Le lendemain matin, un cri strident brisa la tranquillité du Palais de la Plume de Phénix.

« Absurde ! » Su Haotian lança un regard noir à son fils bon à rien et le gifla violemment, surprenant tout le monde dans la salle.

« Zhengyang, peux-tu être un peu plus raisonnable ? » L'impératrice était elle aussi impuissante. Avec un fils pareil, quels que soient ses efforts, ce serait probablement peine perdue.

Su Zhengyang, quant à lui, restait assis à l'écart, l'air abattu, ignorant superbement leurs réactions. À ses yeux, Leng Yiqing avait pris l'initiative de demander sa liberté

; il estimait donc que seul le divorce pouvait lui garantir une liberté véritable. Il comptait également profiter de cette occasion pour promouvoir Shen Jiaxue à un poste officiel.

« Bien que Qing'er ne soit pas aussi vertueuse que d'autres, elle n'a commis aucune faute grave et ne mérite donc pas d'être répudiée. Par conséquent, Zheng Yang, votre Xue'er ne sera jamais l'épouse principale. Cessez de nourrir de telles pensées perverses ! » L'impératrice s'efforça de ne pas le frapper et parla avec la plus grande douceur.

Les prédictions de sa mère s'étaient avérées parfaitement exactes, laissant Su Zhengyang sans voix. Cependant, il avait promis de venir aujourd'hui demander le divorce, et s'il revenait les mains vides, Leng Yiqing se moquerait probablement de lui

; il était donc déterminé à ne pas abandonner.

«

Que je divorce ou non de ma femme ne regarde que moi. Je vous demande votre avis car je respecte vos souhaits. Même si vous n'êtes pas d'accord, je divorcerai

!

» déclara Su Zhengyang d'une traite, prononçant les mots qu'il n'avait jamais osé dire auparavant. Il avait agi ainsi pour ne pas perdre la face devant Leng Yiqing.

Tout le monde connaissait le père de Leng Yiqing, le général, et son caractère bien trempé était notoire. Pour sa contribution au royaume d'Yilong, il était sans conteste le plus méritant. Mais à présent, voyant son fils traiter sa fille de la sorte, Su Haotian était face à un dilemme. Son fils n'avait pas besoin de demander la permission de divorcer et respectait sincèrement sa femme. Mais s'il divorçait vraiment de Leng Yiqing, comment l'expliquer au général Leng ?

De plus, bien que son fils soit déjà prince héritier, il gère bien des affaires de façon absurde. S'il est autorisé à faire ce qu'il veut en toutes circonstances, Su Haotian hésite fortement à lui confier le royaume d'Yilong à l'avenir. « Si tu oses divorcer, je te destituerai de ton titre de prince héritier ! »

« Je… elle… » Voyant le regard furieux de l’impératrice, Su Zhengyang n’osa rien dire de plus. Il savait que sa mère avait tout fait pour obtenir le titre de prince héritier. Malgré sa réticence, il était prêt à lui obéir pour ne pas perdre son soutien.

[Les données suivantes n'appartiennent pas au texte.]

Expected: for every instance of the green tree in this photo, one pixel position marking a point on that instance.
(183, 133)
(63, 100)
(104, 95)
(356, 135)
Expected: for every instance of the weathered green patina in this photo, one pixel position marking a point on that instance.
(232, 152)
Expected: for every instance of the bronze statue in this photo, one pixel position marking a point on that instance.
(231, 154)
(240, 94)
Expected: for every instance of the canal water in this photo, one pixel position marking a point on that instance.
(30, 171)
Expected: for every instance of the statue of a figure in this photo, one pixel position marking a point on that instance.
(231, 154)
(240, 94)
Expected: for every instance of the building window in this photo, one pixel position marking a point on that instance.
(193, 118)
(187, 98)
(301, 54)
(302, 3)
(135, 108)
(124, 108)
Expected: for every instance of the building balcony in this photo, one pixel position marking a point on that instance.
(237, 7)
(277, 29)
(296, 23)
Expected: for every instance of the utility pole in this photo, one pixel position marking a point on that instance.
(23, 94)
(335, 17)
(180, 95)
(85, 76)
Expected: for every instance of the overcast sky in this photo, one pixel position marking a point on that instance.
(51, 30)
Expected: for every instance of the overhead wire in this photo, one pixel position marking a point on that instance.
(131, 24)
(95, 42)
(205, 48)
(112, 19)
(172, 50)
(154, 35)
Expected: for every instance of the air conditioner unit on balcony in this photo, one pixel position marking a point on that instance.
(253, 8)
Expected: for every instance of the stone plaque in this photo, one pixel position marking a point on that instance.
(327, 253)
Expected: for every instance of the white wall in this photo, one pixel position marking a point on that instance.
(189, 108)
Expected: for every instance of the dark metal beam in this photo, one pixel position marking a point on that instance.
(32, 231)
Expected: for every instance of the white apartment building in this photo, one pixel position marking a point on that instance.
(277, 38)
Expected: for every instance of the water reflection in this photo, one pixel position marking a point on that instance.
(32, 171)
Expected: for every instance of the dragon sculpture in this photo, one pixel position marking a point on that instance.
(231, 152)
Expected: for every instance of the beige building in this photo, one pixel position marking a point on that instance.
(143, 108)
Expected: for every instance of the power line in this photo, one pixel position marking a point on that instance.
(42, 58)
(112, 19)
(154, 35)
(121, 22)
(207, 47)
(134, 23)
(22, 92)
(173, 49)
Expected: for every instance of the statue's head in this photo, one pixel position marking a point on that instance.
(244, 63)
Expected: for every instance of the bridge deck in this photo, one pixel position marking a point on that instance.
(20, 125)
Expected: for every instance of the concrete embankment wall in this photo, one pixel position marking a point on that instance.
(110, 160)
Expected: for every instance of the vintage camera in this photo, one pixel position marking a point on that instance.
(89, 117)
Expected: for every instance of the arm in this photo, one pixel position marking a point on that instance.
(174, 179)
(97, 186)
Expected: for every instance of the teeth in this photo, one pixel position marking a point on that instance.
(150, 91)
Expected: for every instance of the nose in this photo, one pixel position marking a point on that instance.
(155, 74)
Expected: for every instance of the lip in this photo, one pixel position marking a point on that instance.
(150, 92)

« Retourne-y maintenant et nous ferons comme si tu n’avais rien dit. Qing’er est une pauvre enfant

; sa mère est décédée et son père est absent. Tu devrais t’occuper d’elle davantage, tu sais

? » L’Impératrice le persuada doucement, le conduisant déjà vers la porte, craignant qu’il ne dise quelque chose qui mette Su Haotian en colère et dont les conséquences seraient inimaginables.

« Si tu persistes dans cette attitude déraisonnable, je ne serai plus indulgente et te destituerai de ton titre de prince héritier ! » Su Haotian était lui aussi désemparé face à cet enfant. Sans l'Impératrice, il n'aurait jamais permis qu'un tel individu devienne prince héritier.

En repensant à la façon dont cette femme l'avait aidé à s'emparer du trône, étape par étape, il ne put s'empêcher d'être saisi d'un frisson. Cette femme, dont les mains étaient tachées de sang mais qui détenait un pouvoir considérable sur lui, était quelqu'un qu'il ne pouvait pas tuer, mais aussi quelqu'un qu'il ne pouvait absolument pas se permettre d'offenser.

Après le départ de Su Zhengyang, l'impératrice regagna lentement le canapé moelleux, jetant un regard en coin à Su Haotian, visiblement mécontente de ses paroles. Elle détestait par-dessus tout qu'on parle mal de son fils, surtout sur un ton pareil. Cependant, comme son fils s'était manifestement mal comporté, elle n'avait rien d'autre à ajouter.

« Ne me regarde pas comme ça. Ai-je tort de discipliner mon fils ? » Su Haotian était très mécontente de la façon dont elle gâtait leur fils. Su Zhengyang était devenu ce qu'il était aujourd'hui en grande partie à cause de ses attentions excessives.

Mais c'était tout ce qu'il put dire. À chaque fois qu'il adressait quelques mots de plus à Su Zhengyang, elle s'impatientait et se servait des événements passés pour le faire chanter. Il était un empereur pitoyable, incapable même de discipliner son propre fils, et pourtant il était impuissant. Furieux, Su Hao quitta le palais de Fengyu.

Dans la chambre vide, elle se retrouvait seule. Ce n'est qu'à ces moments-là qu'elle pouvait se départir de toute façade et penser à lui en paix. Su Zhengyang était le seul souvenir qu'il lui avait laissé, et quoi qu'il arrive, elle ne permettrait à personne de lui faire du mal.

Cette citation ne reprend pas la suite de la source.